Elle qui se trouvait si jolie…Putain qu’est ce que j’ai fait !

Ce qu’il fallait pour toi. T’aurais pas pu l’aider si toi t’allais mal.

Mais là je viens de lui foutre dans la gueule ce qu’elle pensait d’elle.

Ouais, comme souvent tu réagis sans réfléchir.

- Elle le fait plus j’espère ?

- Elle le faisait plus en tout cas.

Je la regarde et vois la crainte qu’elle a.

- Tu penses qu’elle pourrait recommencer ?
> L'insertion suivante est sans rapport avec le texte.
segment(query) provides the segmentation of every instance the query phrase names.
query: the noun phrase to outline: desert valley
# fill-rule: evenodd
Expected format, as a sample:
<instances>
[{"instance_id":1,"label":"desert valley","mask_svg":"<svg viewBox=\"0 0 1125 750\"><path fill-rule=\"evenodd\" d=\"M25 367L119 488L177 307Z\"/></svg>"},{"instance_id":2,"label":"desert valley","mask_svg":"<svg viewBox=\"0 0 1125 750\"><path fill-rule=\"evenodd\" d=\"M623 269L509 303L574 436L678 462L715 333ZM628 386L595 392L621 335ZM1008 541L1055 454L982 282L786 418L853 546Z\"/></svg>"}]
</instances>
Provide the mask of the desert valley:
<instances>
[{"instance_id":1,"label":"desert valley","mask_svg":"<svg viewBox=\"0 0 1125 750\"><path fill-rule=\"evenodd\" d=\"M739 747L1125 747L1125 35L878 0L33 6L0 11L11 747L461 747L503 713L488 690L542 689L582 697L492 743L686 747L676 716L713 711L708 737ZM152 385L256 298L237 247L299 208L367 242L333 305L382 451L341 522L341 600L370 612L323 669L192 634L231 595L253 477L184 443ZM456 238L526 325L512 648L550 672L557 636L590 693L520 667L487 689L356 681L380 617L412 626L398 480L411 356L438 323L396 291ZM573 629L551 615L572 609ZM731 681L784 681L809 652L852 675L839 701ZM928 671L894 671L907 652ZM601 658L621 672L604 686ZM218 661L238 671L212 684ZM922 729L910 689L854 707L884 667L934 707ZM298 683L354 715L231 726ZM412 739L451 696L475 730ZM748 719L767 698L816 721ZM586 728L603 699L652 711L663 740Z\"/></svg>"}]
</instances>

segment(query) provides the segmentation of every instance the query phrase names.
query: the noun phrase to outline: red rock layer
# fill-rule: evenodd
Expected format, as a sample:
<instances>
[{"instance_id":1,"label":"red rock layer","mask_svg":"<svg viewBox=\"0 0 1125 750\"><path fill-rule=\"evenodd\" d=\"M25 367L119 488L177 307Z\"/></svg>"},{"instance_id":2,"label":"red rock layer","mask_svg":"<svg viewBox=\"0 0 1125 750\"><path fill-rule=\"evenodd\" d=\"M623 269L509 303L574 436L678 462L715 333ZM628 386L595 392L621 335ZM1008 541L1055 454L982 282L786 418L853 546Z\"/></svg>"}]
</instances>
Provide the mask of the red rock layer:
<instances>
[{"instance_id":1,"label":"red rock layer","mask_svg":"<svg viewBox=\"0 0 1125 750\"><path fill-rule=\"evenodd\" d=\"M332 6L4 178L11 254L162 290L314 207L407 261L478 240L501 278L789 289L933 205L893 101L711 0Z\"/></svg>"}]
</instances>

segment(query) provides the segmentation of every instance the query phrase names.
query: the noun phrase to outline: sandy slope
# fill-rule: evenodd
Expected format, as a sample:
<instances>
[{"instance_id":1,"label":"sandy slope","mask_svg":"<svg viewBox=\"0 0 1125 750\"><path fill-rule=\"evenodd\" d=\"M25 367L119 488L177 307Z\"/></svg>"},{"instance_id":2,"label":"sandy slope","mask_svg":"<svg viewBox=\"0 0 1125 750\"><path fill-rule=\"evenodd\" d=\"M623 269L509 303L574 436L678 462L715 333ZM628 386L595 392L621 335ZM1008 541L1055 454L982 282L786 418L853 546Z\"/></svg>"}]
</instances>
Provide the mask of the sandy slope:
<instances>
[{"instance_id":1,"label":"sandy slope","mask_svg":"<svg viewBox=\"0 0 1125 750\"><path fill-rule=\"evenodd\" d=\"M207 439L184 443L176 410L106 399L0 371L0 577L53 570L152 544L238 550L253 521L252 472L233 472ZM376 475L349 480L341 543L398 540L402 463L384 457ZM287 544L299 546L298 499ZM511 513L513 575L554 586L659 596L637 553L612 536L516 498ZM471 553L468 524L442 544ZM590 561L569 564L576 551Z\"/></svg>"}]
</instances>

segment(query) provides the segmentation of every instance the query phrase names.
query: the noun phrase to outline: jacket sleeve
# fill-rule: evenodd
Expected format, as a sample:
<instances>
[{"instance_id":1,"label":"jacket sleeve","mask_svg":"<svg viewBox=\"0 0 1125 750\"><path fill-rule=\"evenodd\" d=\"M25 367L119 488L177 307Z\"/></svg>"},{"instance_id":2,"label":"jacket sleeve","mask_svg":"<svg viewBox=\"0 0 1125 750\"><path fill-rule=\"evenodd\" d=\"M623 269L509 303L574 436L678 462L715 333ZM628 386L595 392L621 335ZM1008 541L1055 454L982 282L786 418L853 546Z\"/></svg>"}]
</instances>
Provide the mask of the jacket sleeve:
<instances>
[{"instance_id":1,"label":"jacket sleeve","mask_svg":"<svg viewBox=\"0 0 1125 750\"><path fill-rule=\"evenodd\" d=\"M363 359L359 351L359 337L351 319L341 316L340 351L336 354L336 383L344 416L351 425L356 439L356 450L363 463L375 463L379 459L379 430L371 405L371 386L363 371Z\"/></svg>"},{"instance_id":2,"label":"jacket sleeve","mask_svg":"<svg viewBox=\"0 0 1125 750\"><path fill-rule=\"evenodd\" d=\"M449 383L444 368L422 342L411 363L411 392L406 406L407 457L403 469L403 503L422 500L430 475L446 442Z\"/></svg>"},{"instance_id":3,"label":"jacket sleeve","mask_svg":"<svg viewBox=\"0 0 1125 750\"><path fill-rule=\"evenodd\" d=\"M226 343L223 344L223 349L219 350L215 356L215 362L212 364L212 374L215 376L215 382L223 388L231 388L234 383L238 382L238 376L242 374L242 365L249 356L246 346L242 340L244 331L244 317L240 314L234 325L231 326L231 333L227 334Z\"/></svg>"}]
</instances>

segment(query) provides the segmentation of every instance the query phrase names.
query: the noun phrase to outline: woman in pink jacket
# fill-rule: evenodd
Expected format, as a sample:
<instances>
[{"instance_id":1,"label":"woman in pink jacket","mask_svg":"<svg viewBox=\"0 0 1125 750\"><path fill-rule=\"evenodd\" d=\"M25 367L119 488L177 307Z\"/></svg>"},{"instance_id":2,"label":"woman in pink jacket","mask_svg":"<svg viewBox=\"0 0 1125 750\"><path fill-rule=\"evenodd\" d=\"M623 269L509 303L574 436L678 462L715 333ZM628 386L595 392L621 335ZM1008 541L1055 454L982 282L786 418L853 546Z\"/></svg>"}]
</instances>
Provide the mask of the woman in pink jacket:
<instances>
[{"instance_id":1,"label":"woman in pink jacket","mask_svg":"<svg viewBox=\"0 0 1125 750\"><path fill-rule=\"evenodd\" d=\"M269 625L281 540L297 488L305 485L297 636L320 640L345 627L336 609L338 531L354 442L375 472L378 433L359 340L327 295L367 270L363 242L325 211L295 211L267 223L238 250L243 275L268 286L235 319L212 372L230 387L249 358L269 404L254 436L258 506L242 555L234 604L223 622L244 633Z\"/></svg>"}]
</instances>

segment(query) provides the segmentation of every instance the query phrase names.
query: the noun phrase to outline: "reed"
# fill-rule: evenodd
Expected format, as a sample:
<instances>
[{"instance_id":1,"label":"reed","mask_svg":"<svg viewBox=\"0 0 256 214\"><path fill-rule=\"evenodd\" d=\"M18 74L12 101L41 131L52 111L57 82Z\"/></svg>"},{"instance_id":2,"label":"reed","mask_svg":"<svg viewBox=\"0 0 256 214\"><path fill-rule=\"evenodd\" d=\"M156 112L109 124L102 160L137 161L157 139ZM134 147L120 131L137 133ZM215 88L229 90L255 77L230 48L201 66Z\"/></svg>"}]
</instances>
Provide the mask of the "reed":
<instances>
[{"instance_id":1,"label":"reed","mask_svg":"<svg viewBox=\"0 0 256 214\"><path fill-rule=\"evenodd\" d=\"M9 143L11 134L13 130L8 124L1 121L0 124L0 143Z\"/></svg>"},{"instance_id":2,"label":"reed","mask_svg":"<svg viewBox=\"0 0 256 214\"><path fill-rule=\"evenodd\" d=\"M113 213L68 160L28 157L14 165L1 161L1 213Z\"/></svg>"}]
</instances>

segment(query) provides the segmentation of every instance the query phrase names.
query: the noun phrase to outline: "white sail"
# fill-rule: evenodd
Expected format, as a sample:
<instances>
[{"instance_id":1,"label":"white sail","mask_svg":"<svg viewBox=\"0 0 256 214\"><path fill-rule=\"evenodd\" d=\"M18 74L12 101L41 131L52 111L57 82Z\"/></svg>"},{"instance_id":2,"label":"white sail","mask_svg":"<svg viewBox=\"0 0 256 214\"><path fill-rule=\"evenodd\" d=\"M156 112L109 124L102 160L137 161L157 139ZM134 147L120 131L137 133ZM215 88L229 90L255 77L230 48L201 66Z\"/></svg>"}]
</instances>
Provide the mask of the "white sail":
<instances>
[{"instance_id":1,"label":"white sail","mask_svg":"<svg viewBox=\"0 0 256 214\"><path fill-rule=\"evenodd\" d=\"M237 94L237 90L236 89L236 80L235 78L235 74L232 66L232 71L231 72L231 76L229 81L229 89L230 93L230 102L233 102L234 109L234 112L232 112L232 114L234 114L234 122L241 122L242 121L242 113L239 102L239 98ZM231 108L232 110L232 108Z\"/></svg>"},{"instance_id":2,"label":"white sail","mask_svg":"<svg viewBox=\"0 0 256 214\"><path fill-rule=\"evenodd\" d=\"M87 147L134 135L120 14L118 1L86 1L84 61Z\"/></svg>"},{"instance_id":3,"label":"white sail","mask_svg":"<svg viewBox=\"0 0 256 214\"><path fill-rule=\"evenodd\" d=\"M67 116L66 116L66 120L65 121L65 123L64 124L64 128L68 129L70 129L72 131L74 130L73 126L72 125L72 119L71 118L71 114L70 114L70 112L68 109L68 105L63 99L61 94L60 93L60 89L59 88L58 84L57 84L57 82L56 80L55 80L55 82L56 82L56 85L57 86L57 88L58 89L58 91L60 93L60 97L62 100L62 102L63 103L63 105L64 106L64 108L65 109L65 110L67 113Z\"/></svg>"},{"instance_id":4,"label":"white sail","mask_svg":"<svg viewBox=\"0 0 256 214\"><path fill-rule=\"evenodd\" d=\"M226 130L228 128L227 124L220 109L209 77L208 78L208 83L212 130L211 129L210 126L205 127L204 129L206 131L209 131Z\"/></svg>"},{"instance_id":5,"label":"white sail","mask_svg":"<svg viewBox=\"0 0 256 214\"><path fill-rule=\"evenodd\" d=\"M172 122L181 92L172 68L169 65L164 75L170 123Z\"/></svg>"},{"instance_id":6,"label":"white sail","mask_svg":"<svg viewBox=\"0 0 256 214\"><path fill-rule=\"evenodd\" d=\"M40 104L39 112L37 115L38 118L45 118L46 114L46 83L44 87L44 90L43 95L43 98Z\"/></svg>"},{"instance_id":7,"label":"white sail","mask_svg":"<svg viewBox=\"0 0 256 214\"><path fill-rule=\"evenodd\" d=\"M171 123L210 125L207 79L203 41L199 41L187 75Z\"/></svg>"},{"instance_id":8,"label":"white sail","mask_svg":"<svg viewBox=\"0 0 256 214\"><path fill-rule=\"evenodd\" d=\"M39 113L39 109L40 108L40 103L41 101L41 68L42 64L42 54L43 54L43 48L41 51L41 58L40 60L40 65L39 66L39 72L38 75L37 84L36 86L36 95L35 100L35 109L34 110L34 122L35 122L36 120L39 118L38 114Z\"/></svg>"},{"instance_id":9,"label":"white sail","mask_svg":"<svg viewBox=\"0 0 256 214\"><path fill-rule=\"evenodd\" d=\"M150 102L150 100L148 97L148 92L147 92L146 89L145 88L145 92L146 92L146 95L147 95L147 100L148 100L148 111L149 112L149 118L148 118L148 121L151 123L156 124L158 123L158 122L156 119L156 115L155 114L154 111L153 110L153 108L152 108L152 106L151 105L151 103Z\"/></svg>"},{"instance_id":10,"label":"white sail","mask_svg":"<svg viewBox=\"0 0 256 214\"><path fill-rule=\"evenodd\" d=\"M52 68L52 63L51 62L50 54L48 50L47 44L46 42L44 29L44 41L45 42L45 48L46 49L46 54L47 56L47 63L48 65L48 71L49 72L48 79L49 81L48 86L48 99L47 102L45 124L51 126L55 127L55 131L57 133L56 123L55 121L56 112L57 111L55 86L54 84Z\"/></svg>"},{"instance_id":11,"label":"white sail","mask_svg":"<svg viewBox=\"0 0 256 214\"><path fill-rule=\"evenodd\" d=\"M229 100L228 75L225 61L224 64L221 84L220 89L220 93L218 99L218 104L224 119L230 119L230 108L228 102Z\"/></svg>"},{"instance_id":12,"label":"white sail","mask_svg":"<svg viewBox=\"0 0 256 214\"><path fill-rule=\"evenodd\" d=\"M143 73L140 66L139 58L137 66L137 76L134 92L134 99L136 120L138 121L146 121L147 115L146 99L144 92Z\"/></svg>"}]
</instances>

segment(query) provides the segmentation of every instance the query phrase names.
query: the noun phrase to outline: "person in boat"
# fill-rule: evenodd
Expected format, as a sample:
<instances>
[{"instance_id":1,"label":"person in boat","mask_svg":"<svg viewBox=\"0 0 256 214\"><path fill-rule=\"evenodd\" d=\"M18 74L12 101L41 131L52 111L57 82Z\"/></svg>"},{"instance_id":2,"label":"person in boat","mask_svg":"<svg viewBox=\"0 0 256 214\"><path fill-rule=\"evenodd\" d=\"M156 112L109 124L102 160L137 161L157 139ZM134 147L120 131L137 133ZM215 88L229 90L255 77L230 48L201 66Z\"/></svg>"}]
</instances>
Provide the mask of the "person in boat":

- Elle va pas bien Mick’. Elle est rongée par la peur de voir Jennie souffrir, la peur de te voir repartir, la peur de te décevoir, la peur de te bousiller en apprenant qu’elle s’est fait stérilisée.

- Pourquoi vous ne l’avez pas empêchée !

- Parce que c’est son corps, elle était sûre d’elle, décidée, on n’a rien pu faire. On savait qu’à 21 ans, y avait des risques pour qu’elle regrette son geste un jour. Et on avait raison. Elle le regrette maintenant que t’es de retour et c’est une souffrance qui risque de la faire rebasculer.

- Je ne le permettrai pas !

- Alors aide là. Tu l’aimes encore, non ?

Je fais oui de la tête.

- Alors sois son pilier car j’ai bien peur qu’elle s’effondre.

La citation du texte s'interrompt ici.